Randomized Autoregressive Visual Generation
Summary: The paper presents Randomized AutoRegressive modeling (RAR), an innovative approach for visual generation that achieves state-of-the-art results while preserving full compatibility with language modeling frameworks. The authors propose a simple yet effective modification to the traditional autoregressive training process. During training, the input sequence, normally arranged in raster order, is randomly permuted into different factorization orders with a probability ‘rrr‘. This probability starts at 1 and gradually decreases to 0 over the training period, allowing the model to maximize the expected likelihood over all possible orders. This strategy enhances the model's ability to use bidirectional context, significantly improving image generation performance.
CALE: Continuous Arcade Learning Environment
Summary: The Arcade Learning Environment (ALE), introduced by Bellemare et al. in 2013, serves as a pivotal benchmark for evaluating the performance of reinforcement learning (RL) agents. ALE features a diverse collection of Atari 2600 games, where agents learn autonomously by playing and making decisions based on high-dimensional pixel inputs. The significance of ALE lies in its ability to test agents on generality, capability, and autonomy, offering over 100 games that challenge various aspects of agent learning.
The benchmark gained prominence when Mnih et al. (2015) demonstrated that combining deep learning with RL could achieve super-human performance on these games, marking a milestone in Deep Reinforcement Learning. Over time, ALE has evolved with enhancements like stochastic transitions, new game modes, and multi-player support. Despite these updates, ALE continues to be a vital platform for testing and developing generally capable RL agents across diverse and difficult scenarios.
No Pose, No Problem: Surprisingly Simple 3D Gaussian Splats from Sparse Unposed Images
Summary: NoPoSplat is a novel feed-forward model designed for reconstructing 3D scenes, parameterized by 3D Gaussians, from unposed sparse multi-view images. Unlike traditional methods, NoPoSplat operates without the need for precise pose inputs, anchoring one input view’s camera coordinates as a canonical space. This allows the model to predict Gaussian primitives across all views without requiring coordinate transformations, reducing errors tied to per-frame Gaussian adjustments and pose estimation. The model addresses scale ambiguity by converting camera intrinsics into a token embedding and incorporating it with image tokens, improving scale prediction.
Trained using only photometric loss, NoPoSplat enables real-time 3D Gaussian reconstruction during inference. It also excels in novel view synthesis and pose estimation tasks. A two-stage, coarse-to-fine pipeline is employed for pose estimation, achieving substantial performance gains over existing methods, even without ground truth depth. Overall, NoPoSplat advances pose-free 3D reconstruction and demonstrates real-world utility.

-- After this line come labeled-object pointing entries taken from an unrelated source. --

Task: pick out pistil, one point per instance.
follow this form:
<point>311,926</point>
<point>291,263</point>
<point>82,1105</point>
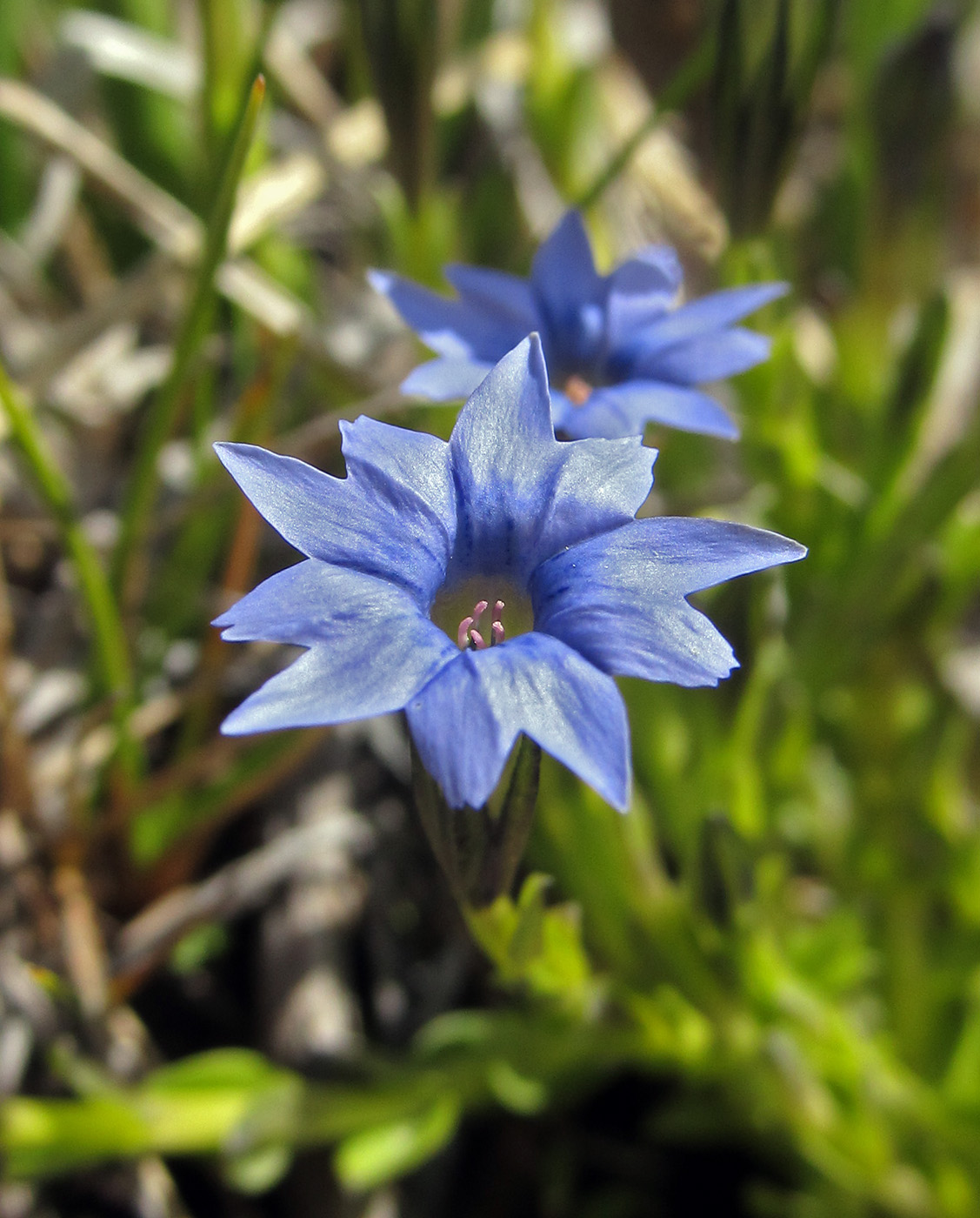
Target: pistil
<point>468,633</point>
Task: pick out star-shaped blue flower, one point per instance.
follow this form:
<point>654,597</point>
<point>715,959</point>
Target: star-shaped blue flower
<point>620,351</point>
<point>408,553</point>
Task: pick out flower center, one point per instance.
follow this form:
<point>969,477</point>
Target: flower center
<point>477,621</point>
<point>469,635</point>
<point>577,390</point>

SelfCodeAlign: Self-Alignment for Code Generation
Summary: SelfCodeAlign introduces a novel, fully transparent, and permissive approach for aligning code language models (LLMs) without relying on extensive human annotations or distillation. This method enhances instruction-following capabilities of code LLMs through a self-alignment process using the base model for data generation. The pipeline extracts coding concepts from seed snippets to create diverse tasks, samples multiple responses, and validates them using sandboxed test cases. Successfully validated examples are then used for instruction tuning.

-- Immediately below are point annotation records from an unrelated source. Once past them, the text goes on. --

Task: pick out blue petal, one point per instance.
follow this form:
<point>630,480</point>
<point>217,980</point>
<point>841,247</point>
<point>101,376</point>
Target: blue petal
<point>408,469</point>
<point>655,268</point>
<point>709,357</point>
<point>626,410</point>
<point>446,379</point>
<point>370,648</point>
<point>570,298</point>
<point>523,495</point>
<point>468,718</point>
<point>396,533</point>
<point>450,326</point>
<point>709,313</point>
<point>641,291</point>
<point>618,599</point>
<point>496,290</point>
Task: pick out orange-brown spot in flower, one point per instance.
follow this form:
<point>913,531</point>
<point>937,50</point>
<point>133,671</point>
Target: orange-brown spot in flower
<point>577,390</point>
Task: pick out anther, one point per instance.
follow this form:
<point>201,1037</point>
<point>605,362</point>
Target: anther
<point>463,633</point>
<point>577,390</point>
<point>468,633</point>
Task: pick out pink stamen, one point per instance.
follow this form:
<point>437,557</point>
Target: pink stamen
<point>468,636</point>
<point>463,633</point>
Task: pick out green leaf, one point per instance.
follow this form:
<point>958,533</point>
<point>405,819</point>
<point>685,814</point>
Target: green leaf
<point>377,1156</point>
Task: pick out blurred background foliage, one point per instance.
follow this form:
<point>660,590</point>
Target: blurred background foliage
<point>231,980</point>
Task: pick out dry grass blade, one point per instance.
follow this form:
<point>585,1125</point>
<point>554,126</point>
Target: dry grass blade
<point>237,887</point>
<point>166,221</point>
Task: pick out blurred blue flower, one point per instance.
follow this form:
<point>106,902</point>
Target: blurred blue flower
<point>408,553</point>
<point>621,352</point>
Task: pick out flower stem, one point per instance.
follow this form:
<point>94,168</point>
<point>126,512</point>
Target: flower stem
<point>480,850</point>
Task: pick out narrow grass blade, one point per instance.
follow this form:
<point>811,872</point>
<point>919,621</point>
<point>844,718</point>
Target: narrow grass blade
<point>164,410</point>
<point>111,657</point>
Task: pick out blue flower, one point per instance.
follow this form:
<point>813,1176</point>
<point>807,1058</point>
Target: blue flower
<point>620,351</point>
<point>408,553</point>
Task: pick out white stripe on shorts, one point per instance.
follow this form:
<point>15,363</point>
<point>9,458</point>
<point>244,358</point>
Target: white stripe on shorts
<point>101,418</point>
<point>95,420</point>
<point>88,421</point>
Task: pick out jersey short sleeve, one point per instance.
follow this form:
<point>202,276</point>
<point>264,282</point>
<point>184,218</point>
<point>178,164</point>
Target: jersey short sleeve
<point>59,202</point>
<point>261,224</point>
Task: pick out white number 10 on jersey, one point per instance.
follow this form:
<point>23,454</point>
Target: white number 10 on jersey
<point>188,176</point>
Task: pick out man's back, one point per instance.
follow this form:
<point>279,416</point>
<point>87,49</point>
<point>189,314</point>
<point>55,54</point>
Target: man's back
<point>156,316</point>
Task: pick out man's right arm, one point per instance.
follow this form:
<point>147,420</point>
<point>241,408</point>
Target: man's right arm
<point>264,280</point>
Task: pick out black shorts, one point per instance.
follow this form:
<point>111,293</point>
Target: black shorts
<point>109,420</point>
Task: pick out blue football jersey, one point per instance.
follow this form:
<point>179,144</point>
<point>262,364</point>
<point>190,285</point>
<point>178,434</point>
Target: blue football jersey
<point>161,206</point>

Using SelfCodeAlign, the researchers generated a dataset of 74k instruction-response pairs with CodeQwen1.5-7B, leading to a model that achieved a 67.1 pass@1 on HumanEval+, outperforming larger models like CodeLlama-70B-Instruct. The approach shows consistent improvements over previous methods like OctoPack and proves effective across various LLM sizes. Additionally, the method outperforms distillation-based techniques from GPT-4o and GPT-3.5. SelfCodeAlign also contributed to the development of StarCoder2-Instruct, a state-of-the-art, self-aligned, and open-source code LLM.
FlowLLM: Flow Matching for Material Generation with Large Language Models as Base Distributions
Summary: Material discovery holds the promise of transforming fields such as carbon capture, renewable energy, and electronics. The vastness of chemical space, however, makes comprehensive experimental exploration infeasible. In response to this challenge, the paper introduces FlowLLM, an innovative generative model that integrates large language models (LLMs) with Riemannian flow matching (RFM) to generate novel crystalline materials. FlowLLM begins by fine-tuning an LLM to model meta-stable crystals in a textual format, providing a strong base distribution. These samples are then converted into a graph representation, where the RFM model refines atomic coordinates and lattice parameters.
FlowLLM achieves over three times the generation rate of stable materials compared to existing methods and shows a marked increase in producing stable, unique, and novel crystals. Furthermore, the crystals generated are closer to their relaxed states, significantly reducing computational costs associated with post-generation relaxation. This represents a major advance in efficient material generation.